Government pushes on SA nuclear dump

May 12, 1999
Issue 

By Jim Green

The federal government is proceeding with its plan to build a nuclear waste dump in South Australia, even though negotiations with traditional owners over heritage conservation remain unresolved.

On April 30, the government issued a section 9 notice under the 1989 Land Acquisition Act, which gives it legal powers to conduct work on land that it may acquire for the dump. The intention is to conduct test drilling on 18 sites in the Billa Kalina region of central and northern SA.

Fifteen of the sites have areas of heritage significance. Aboriginal groups do not have the legal power to veto test drilling or the establishment of a dump.

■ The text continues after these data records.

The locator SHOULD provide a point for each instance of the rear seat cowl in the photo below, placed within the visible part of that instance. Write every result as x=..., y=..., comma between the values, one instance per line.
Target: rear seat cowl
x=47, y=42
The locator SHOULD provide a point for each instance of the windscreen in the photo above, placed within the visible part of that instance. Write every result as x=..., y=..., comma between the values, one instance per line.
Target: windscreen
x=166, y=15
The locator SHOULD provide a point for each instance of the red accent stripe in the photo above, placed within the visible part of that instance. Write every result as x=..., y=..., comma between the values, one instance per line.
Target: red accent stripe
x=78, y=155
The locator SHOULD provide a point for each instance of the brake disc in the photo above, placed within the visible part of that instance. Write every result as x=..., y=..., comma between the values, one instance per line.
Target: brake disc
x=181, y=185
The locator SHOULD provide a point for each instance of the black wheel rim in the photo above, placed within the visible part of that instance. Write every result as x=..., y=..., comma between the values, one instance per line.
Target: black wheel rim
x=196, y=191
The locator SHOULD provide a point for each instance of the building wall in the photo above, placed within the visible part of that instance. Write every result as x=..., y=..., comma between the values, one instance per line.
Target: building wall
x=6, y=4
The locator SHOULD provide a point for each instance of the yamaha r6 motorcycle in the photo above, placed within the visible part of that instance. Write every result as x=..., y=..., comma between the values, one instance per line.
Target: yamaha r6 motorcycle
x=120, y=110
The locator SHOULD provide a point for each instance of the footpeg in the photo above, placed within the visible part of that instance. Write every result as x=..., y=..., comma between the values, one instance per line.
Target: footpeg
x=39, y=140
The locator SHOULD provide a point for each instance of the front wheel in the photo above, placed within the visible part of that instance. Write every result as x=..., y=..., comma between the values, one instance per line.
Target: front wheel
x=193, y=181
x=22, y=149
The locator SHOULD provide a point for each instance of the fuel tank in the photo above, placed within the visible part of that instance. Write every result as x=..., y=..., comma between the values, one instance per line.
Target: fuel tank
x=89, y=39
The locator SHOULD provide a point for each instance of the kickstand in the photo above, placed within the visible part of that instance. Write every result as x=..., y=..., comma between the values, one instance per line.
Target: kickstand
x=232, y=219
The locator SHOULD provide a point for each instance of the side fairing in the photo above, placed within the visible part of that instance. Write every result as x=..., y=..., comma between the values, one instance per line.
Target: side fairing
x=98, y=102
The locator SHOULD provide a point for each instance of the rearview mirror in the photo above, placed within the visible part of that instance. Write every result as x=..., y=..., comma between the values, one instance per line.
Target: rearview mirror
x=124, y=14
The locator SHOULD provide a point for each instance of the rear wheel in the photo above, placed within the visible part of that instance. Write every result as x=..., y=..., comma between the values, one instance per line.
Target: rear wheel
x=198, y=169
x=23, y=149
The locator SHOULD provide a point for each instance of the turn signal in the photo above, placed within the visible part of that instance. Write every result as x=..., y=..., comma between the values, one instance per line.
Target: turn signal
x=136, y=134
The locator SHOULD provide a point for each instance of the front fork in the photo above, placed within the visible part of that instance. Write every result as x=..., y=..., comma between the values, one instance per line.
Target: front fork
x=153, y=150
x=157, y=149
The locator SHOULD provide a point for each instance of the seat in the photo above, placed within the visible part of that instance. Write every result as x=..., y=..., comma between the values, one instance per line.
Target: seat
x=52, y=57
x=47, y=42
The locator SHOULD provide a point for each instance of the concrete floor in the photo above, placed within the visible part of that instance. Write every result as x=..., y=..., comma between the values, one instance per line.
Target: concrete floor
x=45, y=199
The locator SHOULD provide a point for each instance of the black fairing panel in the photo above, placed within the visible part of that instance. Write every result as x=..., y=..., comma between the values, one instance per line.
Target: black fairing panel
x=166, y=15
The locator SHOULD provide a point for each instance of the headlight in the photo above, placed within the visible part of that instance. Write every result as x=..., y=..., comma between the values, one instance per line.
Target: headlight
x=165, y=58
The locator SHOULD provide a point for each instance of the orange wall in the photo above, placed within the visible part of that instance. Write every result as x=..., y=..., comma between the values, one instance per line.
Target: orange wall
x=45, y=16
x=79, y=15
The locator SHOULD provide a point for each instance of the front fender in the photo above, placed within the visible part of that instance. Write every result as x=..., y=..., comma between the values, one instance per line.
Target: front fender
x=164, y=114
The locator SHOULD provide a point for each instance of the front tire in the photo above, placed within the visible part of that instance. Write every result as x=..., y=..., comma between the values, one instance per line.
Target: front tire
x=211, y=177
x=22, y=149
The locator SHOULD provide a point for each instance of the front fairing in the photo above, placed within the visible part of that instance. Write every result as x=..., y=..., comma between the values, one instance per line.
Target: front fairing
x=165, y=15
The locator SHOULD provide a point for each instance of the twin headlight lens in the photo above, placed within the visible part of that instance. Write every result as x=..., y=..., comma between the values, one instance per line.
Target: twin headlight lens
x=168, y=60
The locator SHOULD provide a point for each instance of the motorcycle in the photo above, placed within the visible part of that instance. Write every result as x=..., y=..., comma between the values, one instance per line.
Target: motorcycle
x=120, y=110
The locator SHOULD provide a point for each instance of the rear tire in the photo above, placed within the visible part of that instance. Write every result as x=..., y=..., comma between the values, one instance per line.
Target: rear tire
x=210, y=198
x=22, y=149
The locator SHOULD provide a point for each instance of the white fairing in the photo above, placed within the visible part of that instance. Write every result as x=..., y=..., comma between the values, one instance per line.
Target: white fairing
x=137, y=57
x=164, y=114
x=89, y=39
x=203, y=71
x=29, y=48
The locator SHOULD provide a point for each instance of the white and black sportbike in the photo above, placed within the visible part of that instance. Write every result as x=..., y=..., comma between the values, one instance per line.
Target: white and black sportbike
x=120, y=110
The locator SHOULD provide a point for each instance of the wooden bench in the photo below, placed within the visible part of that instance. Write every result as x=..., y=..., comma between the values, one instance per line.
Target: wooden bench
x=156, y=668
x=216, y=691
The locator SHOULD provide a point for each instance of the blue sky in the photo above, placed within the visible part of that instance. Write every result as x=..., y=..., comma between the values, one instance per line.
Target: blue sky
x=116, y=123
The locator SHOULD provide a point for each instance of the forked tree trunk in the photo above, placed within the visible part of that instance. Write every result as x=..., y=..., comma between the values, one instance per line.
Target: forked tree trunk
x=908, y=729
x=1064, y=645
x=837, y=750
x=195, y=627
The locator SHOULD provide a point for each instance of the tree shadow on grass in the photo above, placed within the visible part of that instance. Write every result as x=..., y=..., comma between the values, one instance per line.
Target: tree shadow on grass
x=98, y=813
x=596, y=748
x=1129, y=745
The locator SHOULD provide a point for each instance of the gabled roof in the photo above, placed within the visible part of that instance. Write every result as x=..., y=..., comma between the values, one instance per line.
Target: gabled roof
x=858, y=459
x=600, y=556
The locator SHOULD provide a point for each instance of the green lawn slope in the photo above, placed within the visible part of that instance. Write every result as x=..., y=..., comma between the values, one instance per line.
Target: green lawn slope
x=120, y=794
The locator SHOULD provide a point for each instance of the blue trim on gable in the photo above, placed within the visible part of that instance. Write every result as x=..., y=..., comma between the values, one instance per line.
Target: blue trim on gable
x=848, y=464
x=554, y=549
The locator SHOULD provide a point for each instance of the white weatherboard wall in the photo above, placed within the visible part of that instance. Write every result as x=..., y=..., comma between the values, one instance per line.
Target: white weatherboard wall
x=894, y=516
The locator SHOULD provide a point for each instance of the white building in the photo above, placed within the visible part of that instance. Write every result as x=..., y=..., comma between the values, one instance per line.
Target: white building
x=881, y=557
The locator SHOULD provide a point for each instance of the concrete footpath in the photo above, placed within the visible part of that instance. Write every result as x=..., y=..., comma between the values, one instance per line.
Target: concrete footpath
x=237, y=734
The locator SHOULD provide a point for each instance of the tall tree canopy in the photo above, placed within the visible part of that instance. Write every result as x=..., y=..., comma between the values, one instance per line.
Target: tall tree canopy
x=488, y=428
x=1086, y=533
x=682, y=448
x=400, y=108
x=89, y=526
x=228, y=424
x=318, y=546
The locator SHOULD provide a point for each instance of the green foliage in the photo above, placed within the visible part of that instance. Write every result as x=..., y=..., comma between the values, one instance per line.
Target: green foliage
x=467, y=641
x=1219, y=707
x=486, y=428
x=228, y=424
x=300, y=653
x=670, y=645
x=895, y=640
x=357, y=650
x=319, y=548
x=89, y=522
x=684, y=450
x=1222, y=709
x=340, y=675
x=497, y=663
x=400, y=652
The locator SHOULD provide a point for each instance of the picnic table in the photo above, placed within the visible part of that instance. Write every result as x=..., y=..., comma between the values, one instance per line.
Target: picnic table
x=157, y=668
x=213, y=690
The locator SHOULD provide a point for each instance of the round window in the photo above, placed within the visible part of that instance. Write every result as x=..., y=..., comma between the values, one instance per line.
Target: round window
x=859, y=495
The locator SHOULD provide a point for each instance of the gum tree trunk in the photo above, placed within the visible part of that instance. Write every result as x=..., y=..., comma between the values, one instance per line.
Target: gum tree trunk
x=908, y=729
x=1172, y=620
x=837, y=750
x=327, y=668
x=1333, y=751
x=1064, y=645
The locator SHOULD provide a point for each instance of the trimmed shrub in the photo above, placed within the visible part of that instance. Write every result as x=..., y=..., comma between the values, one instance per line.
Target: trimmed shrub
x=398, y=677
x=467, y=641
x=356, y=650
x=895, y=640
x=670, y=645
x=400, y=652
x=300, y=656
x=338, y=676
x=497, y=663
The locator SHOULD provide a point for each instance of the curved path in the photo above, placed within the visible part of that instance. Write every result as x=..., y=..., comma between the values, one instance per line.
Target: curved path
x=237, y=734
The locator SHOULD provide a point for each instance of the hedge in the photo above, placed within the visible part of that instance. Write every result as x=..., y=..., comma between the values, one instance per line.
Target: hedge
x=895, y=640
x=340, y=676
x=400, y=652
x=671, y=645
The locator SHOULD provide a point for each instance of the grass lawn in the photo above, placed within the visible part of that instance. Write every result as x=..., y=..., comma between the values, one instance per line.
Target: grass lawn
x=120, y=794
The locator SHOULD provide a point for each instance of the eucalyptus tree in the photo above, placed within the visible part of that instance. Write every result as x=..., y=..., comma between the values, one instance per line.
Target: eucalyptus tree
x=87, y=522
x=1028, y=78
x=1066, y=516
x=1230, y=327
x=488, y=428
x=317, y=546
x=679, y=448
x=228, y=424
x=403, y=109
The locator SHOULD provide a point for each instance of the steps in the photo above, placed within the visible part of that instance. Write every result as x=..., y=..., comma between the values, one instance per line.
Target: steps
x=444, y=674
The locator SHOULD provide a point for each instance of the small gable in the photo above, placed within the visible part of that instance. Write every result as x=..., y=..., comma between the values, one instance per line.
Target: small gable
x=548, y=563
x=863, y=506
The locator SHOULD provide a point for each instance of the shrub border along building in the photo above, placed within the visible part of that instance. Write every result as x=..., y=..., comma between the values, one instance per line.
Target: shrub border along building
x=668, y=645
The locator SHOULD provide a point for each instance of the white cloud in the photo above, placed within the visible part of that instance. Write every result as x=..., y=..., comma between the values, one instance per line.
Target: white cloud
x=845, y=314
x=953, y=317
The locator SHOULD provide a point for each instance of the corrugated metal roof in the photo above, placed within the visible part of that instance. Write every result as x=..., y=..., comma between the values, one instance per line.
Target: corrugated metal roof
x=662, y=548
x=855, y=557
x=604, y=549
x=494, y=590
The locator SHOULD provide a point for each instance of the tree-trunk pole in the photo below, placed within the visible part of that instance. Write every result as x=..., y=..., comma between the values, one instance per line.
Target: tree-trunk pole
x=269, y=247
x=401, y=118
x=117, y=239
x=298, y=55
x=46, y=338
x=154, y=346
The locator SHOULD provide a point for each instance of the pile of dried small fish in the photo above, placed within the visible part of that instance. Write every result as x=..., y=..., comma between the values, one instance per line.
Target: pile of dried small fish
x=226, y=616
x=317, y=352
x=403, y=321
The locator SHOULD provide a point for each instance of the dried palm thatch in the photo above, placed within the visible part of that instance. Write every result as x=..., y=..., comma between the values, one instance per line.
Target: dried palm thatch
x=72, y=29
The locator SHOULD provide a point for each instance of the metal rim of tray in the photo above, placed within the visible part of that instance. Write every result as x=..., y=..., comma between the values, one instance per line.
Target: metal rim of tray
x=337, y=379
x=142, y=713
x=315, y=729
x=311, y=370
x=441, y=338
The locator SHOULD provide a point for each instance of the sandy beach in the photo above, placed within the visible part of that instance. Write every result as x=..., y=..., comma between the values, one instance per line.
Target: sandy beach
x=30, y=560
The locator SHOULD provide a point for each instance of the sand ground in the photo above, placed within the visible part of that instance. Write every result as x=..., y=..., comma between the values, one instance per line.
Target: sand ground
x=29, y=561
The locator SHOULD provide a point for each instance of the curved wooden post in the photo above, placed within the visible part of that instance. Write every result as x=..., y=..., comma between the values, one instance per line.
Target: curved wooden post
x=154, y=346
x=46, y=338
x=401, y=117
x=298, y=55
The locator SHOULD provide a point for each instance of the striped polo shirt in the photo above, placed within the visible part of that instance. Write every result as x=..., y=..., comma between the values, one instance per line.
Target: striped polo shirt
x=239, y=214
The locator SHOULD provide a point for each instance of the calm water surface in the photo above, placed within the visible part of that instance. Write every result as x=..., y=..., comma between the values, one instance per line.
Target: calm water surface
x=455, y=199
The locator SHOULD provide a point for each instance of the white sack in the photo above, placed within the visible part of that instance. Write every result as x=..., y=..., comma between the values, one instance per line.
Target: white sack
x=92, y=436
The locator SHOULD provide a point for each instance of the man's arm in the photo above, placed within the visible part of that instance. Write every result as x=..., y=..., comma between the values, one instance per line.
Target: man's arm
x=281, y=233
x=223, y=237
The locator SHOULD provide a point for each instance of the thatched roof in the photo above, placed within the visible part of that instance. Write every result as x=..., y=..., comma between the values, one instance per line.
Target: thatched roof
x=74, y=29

According to Parry Agius, manager of the native title unit of the Aboriginal Legal Rights Movement, which represents the Antakirinja, Barngarla and Kokatha people in the negotiations, "The nuclear waste repository issue highlights the inadequacy of native title rights as they are currently constituted under the Native Title Act ... While native title purports to recognise Aboriginal peoples' particular relationship to the land, and the negotiations we are undertaking are aimed at protecting Aboriginal heritage, the commonwealth government may extinguish these rights by compulsory acquisition."

David Noonan from the Australian Conservation Foundation said the federal government intends to proceed with the evaluation works from May 7.

Having agreed to meet local graziers on April 23, government bureaucrats cancelled the meeting at short notice, saying they were too busy to attend. "Now we now know why — they had already decided to ignore local concerns and proceeded to issue a section 9 notice", Noonan said.

The government's urgency relates to the plan to build a new reactor in the Sydney suburb of Lucas Heights, a plan which is heavily dependent on moving the stockpile of waste off site. Removing the waste has become more urgent since the federal science minister's approval for a new reactor on May 3.

ANSTO, the Lucas Heights nuclear agency, has acknowledged that the "major fraction" of the waste destined for the Billa Kalina dump will be from Lucas Heights.